With almost 1749 cases diagnosed in France in 2016, syphilis has not disappeared yet. Still, the current sanitary conditions are not comparable at all with those of the mid-19th century, and not even to those of 1922 when, as reported by Virginie De Luca, “the commission on prevention of venereal diseases estimated they cost 140.000 lives” (stillbirths, abortions due to pathologies, infant or adult deaths) and caused a ratio of 1 sick adult out of 10. And yet, the “scourge of Naples” is still challenging society and medicine. The very nature of syphilis both frightens and fascinates. A shameful disease contracted in the intimacy of the bedroom, it has been questioning our societies for many centuries now, notably their morals, their capacity to medically and therapeutically innovate, as well as their arrangements for the enforcement of a public health policy or their will to assume an efficient healthcare policy. Although those questions are not recent, they remain deeply rooted in our relationship to the disease and to the bodies, which can be severely bruised in the third stage of its evolution. Coming from ancient times, syphilis (along with other venereal diseases), maybe more than any other contagious disease, embodies the tensions of a world that started globalising from the 16th century on, with a pace quickening in the 19th century. The main topic of this volume is to propose a convergence between thoughts emanating from historians, anthropologists and doctors with a focus on the “shock” caused by the encounter of the pale Treponema with societies.
Texte intégral
1Avec près de 1 749 cas diagnostiqués en 2016 en France, la syphilis n’a pas cessé de faire parler d’elle1. En constante progression après des décennies de sommeil – faisant suite à la généralisation du traitement par antibiothérapie – le tréponème pâle ressort de sa boîte et profite du relâchement observé dans les pratiques de prévention des MST/IST. À l’échelle locale, la maladie peut même prendre un caractère épidémique (comme à Brive-la-Gaillarde où 44 cas ont été diagnostiqués pour la seule année 2015). La situation sanitaire actuelle n’est cependant en rien comparable à celle du milieu du xixe siècle, ni à celle de 1922 lorsque, comme le rapporte Virginie De Luca, « la commission de prophylaxie des maladies vénériennes estim[ait] son coût à 140 000 vies » (mortinatalité, avortements pathologiques, décès d’enfants ou d’adultes) et à un adulte sur dix la prévalence de la maladie. Cependant le défi proposé par le « mal de Naples » à la société et à ses médecins demeure. Par sa nature même la syphilis effraye et fascine. Maladie honteuse contractée dans l’intimité de l’alcôve, elle interpelle les sociétés depuis maintenant plusieurs siècles, notamment sur leurs mœurs, sur leur capacité d’innovation médicale et thérapeutique, tout autant que sur leurs dispositions à mettre en œuvre une politique de santé publique ou à assumer une police sanitaire efficiente. Si ces interrogations sont anciennes, elles demeurent fortement ancrées dans notre rapport à la maladie et aux représentations de ces corps puissamment meurtris au stade tertiaire de son évolution.

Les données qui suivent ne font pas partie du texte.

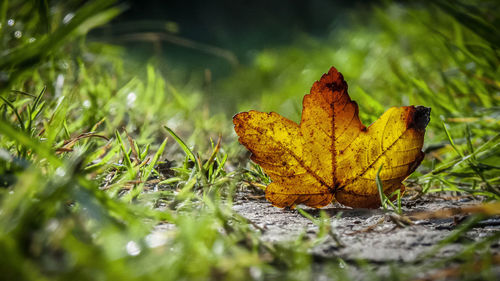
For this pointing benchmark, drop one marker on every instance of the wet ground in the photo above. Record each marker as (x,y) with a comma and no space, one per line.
(373,235)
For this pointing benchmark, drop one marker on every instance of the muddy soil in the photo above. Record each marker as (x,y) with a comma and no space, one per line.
(371,235)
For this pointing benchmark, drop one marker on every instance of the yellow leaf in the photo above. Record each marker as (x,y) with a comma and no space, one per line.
(331,154)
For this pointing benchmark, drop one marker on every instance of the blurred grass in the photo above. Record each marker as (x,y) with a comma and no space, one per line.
(95,158)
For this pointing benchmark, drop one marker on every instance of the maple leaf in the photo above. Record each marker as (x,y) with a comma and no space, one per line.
(331,155)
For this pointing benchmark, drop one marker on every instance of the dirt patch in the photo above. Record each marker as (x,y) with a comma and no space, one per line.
(369,234)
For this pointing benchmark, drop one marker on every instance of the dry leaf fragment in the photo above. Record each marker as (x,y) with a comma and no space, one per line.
(331,154)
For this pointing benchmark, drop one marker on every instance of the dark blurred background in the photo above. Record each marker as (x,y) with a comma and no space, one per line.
(224,33)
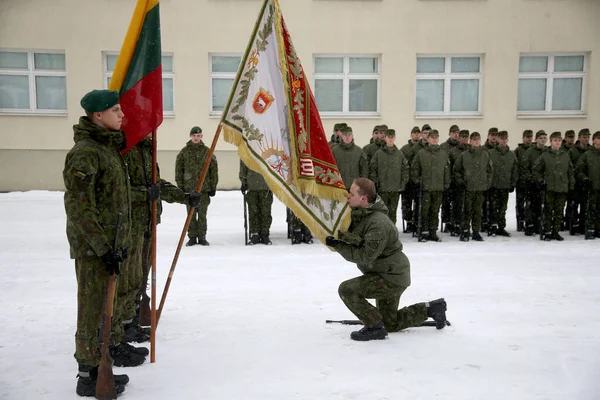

2Venue du fond des âges, plus que toute autre maladie contagieuse peut-être, la syphilis (associée aux autres pathologies vénériennes) incarne les tensions d’un monde qui se « mondialise » à partir du xvie siècle avec une phase d’accélération au xixe siècle. Si l’on suit Alain Corbin dans la description qu’il donne de « l’image composite du péril vénérien, spectre inédit, dont les traits originaux […] ne s’effaceront pas avant les années médianes du xxe siècle », alors s’impose à notre étude une épidémie lente dont Peter Baldwin saisit la dynamique entre « prostitution et promiscuité » et met en lumière les « velléités de régulation » qui tentent de se superposer aux dynamiques de circulations. Sous la tutelle de ces deux références d’historiens, l’idée centrale de cette publication est de proposer une convergence des réflexions entre historiens, anthropologues et médecins en concentrant notre attention sur le « choc » de la rencontre entre le tréponème pâle et les sociétés concernées.
3Le choix épistémologique du colloque dont sont issus ces actes est de proposer des regards et des approches croisés. Des analyses conjointes d’archives historiques et biologiques montrent le besoin de modèles de diffusion et d’expression de la syphilis à la dimension d’une ville comme à plus petite échelle. Les trop rares référentiels paléopathologiques et archéothanatologiques des périodes modernes et contemporaines, notamment pour les rivages méditerranéens, ne permettent ni d’appréhender ni d’étayer le contexte sociologique et anthropologique entourant les malades et les morts de la « petite vérole ». Il semble que le débat paléopathologique et historique des origines de la syphilis est resté, durablement et logiquement, une interrogation centrale. Bien au-delà et en deçà de la question de son origine, les contributions proposent des lectures extensives du rapport entre syphilis et sociétés. Elles s’inscrivent à l’intersection de disciplines diverses (médecine, épidémiologie et santé publique, histoire, géographie, anthropologie funéraire et sociale, sociologie, droit, éthique) autour d’un même objet de recherche.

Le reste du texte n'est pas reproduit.